Blog Anniversary and The Art of Community Life

Blog Anniversary and The Art of Community Life November 20, 2010

When I started this blog a year ago, I remember thinking that I just needed a place to organize my thoughts and process everything I’m wrestling with. I created it on a whim (hence the unoriginal name “Musing of a Young Mom”) and thought that I might have a half-dozen followers after a year. Imagine my surprise when I had 2 followers within a week (Catholic Mutt and The Married Couple Thanks guys!) and now a year later I have 80? I still can hardly believe it.
I continue to write this blog for me, so I write sporadically on whatever happens to be in my head. When I started writing here, I was sure of so many things, and at the end of a year, I feel as though there isn’t that much we can be sure of.

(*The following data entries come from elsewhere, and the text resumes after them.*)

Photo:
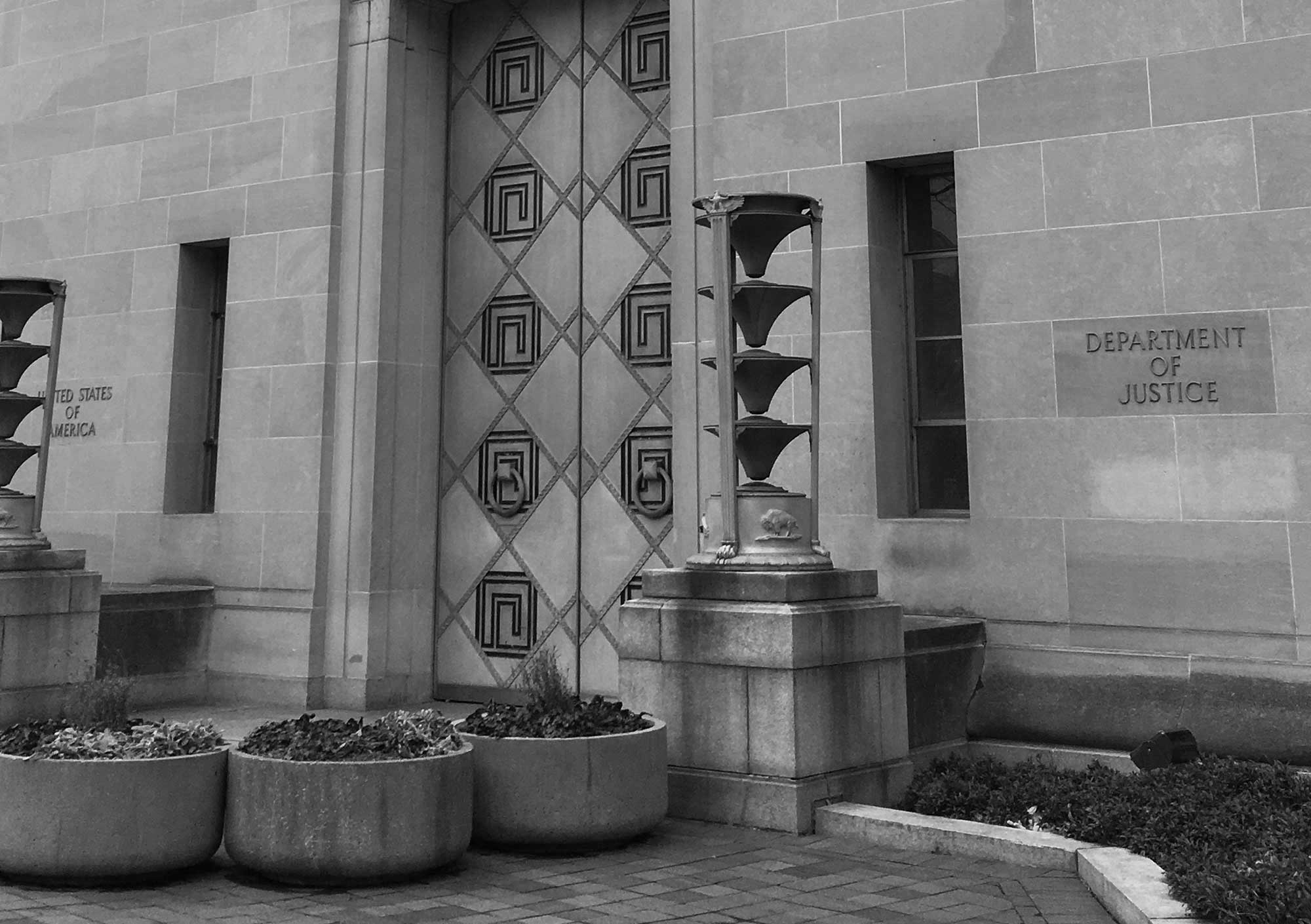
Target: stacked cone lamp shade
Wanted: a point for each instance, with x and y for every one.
(761, 525)
(20, 301)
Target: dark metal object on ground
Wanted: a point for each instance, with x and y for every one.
(1165, 749)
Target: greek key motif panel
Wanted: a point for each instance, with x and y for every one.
(647, 191)
(515, 75)
(646, 326)
(648, 457)
(512, 202)
(558, 341)
(507, 614)
(508, 472)
(512, 335)
(647, 53)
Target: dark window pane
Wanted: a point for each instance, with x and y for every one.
(938, 297)
(943, 471)
(941, 381)
(931, 213)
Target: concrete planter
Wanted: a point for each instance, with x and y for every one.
(369, 821)
(570, 792)
(106, 821)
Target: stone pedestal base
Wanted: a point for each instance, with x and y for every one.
(781, 690)
(49, 626)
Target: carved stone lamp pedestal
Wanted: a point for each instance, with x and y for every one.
(781, 678)
(49, 601)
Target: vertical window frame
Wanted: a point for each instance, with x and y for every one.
(192, 441)
(214, 378)
(913, 340)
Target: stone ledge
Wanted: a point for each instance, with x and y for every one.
(912, 832)
(760, 587)
(1132, 888)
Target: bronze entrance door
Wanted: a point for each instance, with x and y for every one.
(557, 487)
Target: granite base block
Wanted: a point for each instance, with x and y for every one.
(49, 619)
(792, 695)
(781, 804)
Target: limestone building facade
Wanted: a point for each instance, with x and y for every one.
(383, 322)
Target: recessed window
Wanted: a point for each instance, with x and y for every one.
(192, 462)
(939, 467)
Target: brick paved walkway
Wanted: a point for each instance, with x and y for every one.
(686, 872)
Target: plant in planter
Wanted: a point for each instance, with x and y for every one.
(560, 773)
(323, 800)
(98, 798)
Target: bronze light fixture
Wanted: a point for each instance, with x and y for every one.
(764, 528)
(20, 299)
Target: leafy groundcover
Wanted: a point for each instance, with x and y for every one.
(61, 740)
(398, 736)
(1234, 837)
(571, 720)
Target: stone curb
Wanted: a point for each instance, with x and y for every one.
(1132, 888)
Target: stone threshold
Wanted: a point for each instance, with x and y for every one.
(1132, 888)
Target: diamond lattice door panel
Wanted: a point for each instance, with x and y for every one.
(558, 335)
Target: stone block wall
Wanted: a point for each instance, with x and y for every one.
(129, 128)
(1114, 159)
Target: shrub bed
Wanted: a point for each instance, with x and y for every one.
(579, 720)
(1234, 837)
(61, 740)
(398, 736)
(553, 711)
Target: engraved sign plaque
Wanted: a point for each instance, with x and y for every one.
(1205, 364)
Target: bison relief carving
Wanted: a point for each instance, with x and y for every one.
(779, 525)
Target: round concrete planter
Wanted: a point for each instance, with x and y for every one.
(562, 794)
(340, 822)
(107, 821)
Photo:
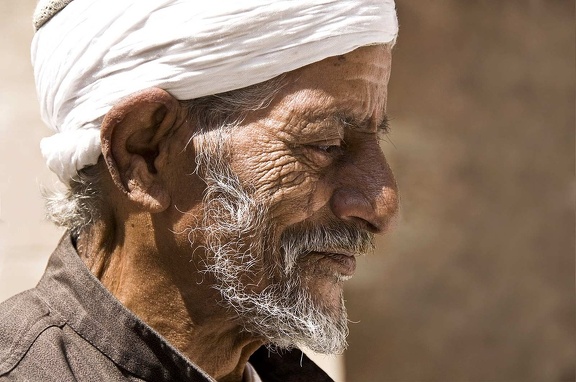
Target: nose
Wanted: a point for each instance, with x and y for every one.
(366, 192)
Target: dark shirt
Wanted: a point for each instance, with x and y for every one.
(71, 328)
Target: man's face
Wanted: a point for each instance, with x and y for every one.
(294, 193)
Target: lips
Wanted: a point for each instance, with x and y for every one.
(343, 264)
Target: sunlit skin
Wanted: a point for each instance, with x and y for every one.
(313, 154)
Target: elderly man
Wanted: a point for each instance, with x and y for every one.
(222, 170)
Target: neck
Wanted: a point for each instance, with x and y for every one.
(169, 294)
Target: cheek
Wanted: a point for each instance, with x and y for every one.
(293, 190)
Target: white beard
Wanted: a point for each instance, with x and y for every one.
(242, 251)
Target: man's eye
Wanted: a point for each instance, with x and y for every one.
(333, 150)
(324, 153)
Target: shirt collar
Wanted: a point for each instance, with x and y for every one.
(70, 289)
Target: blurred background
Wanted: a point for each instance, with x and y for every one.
(476, 281)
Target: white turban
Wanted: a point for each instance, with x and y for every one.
(95, 52)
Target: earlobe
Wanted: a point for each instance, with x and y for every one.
(132, 137)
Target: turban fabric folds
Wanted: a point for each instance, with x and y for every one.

But along the way, I’ve discovered a new understanding of God, I still wrestle with my doubts, I’ve left behind spanking and the performance mentality of my childhood, and I’ve learned alot about myself.
 I have appreciated your support and input as I’ve shared my journey. Thank you to everyone who bothers to read my scattered thoughts ! I’ve really enjoyed my venture into blogging, even though I am kind of unsavvy when it comes to computers and still feel challenged by pretty basic tech stuff.
I have a whole bunch of posts percolating that are driving me nuts because I don’t have the time to finish them. This blog is where my thoughts come together and actually make sense to me. And of course I love hearing from all of you. I will not be reading blogs much or writing at all while I am gone on this trip (thank you so much for all of your suggestions!), I’ll probably show up on Twitter or Facebook a few times, but I will miss reading you all! If you emailed me, thank you! I will return your notes when I get back.
And I’ll leave you with some thoughts I’ve been pondering lately. This quote is taken from the book by Joan Chittister “Wisdom Distilled from the Daily” Living the Rule of St Benedict Today:

“The art of community life in general lies in the balance of the person and the group. Benedictine spirituality exacts two things: self-giving and self-development; family order and family understanding. Any one of these without the others reveals a person or a group gone askew.

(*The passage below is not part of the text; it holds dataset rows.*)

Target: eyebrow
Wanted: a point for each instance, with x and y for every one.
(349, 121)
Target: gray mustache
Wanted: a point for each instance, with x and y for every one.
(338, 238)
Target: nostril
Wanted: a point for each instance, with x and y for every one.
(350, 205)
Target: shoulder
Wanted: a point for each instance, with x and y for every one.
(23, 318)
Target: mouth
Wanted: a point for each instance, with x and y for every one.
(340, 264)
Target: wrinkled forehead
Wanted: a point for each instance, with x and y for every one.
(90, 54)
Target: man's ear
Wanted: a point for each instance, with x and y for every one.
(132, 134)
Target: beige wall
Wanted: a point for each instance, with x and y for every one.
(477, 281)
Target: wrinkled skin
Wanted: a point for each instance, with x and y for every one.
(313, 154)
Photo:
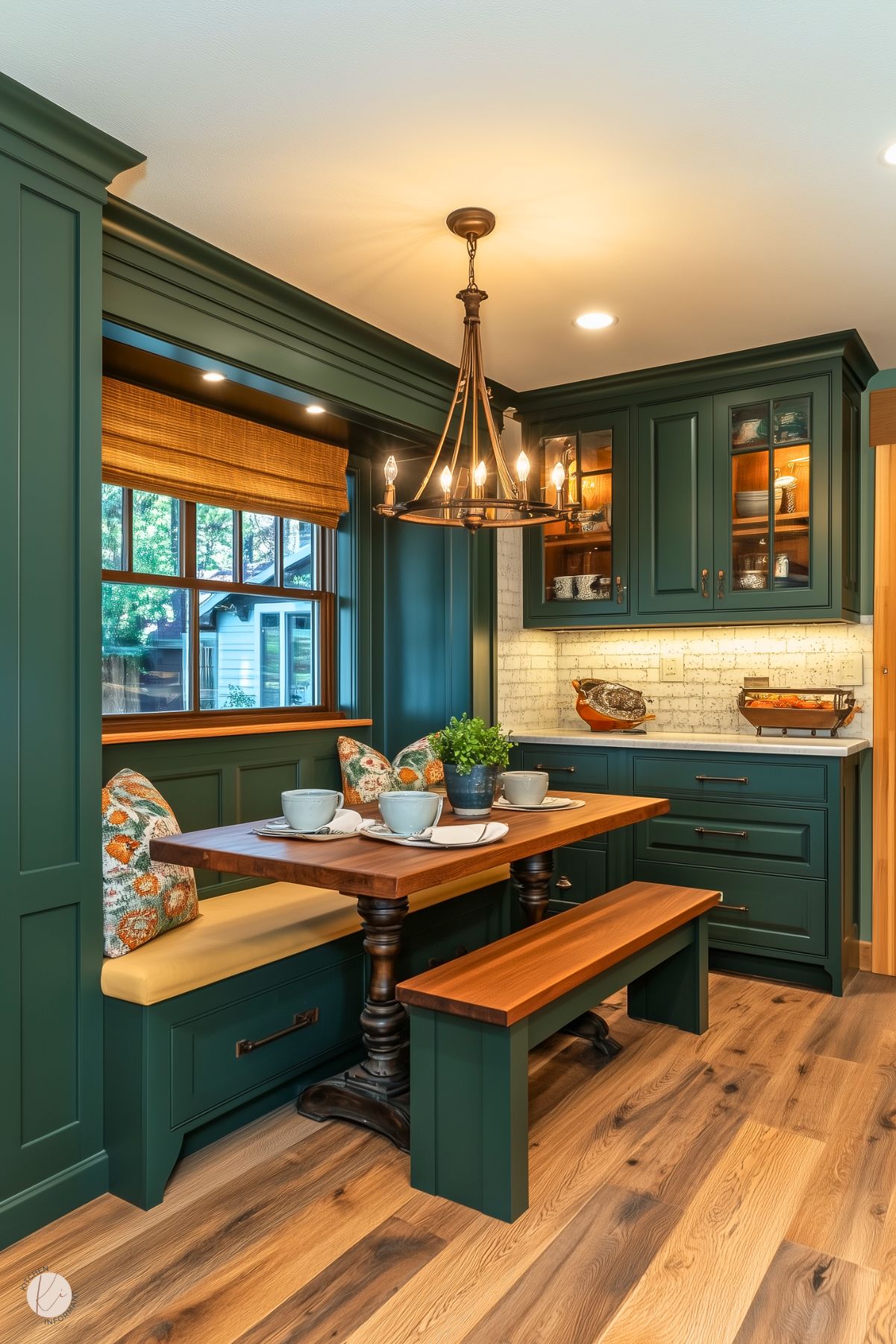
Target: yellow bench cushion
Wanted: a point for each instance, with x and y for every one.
(246, 929)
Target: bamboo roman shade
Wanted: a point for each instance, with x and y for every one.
(161, 444)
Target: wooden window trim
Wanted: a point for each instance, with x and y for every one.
(195, 722)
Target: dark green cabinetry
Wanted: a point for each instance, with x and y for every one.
(53, 176)
(775, 834)
(739, 500)
(674, 495)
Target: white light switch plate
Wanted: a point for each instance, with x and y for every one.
(848, 671)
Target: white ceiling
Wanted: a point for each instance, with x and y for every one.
(707, 169)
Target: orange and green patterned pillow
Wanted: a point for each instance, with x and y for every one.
(367, 773)
(140, 898)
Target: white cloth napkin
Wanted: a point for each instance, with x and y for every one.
(478, 832)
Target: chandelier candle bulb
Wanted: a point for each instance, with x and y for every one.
(390, 472)
(466, 498)
(559, 476)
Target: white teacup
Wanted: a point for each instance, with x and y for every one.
(310, 810)
(525, 788)
(409, 812)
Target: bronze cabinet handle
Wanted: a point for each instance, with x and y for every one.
(301, 1019)
(721, 778)
(707, 831)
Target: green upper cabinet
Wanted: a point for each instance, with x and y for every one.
(582, 567)
(771, 478)
(741, 498)
(674, 506)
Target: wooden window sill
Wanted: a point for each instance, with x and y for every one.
(229, 730)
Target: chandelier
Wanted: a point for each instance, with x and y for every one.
(476, 486)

Individuals do not exist for groups. That is fascism. That is the philosophy that makes it possible to shoot football players full of steroids do the team can win and then abandon the players when the steroids don’t work on their broken bodies any longer. That is the philosophy that makes young men cannon fodder for the fatherland. That is the philosophy that turns people into interchangeable parts for the company. That is the kind of parenting that leaved young people unhappy for years as they try to live out the aspirations of their mothers or the expectations of their fathers.

Groups exist for people. The function of a group is to enable people to achieve together what they cannot possibly achieve alone. Groups are meant to make our highest personal hopes achievable through common search and common effort and common discipline. Groups, communities, and families provide the environment in which individuals can become what they most seek to be.”

I love this quote because it is so different from everything that I ever understood about the function of the group. I was most definitely taught that the individual existed to serve the group. 
 What is your understanding of the balance between the individual and the group?